Saat hendak pergi menuju pasar, saya mengalami kecelakaan. Motor saya bertabrakan dengan sebuah mobil avanza yang tiba-tiba saja menikung dengan kecepatan tinggi. Tubuh saya mencelat sejauh sepuluh meter. Menghantam trotoar dan mengalami luka parah.
Orang-orang bilang saya sudah mati. Karena saat itu saya diam tak bergerak. Jantung dan nadi saya berhenti berdenyut. Orang-orang yang lalu lalang tidak berani menyentuh tubuh saya. Takut dimarahi polisi, katanya.

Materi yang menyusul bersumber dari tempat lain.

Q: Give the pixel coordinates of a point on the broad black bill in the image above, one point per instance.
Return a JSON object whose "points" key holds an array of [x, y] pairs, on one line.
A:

Entah bagaimana ceritanya. Tahu-tahu nyawa saja berpindah tempat. Keluar dari raga dan memilih tubuh seorang wanita yang oleh dokter baru saja divonis mati.
Bisa dibayangkan, bukan? Wanita itu langsung duduk terhenyak begitu nyawa saya masuk ke dalam tubuhnya. Ia menatap linglung sekeliling. Dan, tentu saja kejadian itu membuat orang-orang yang datang melayat terkaget-kaget.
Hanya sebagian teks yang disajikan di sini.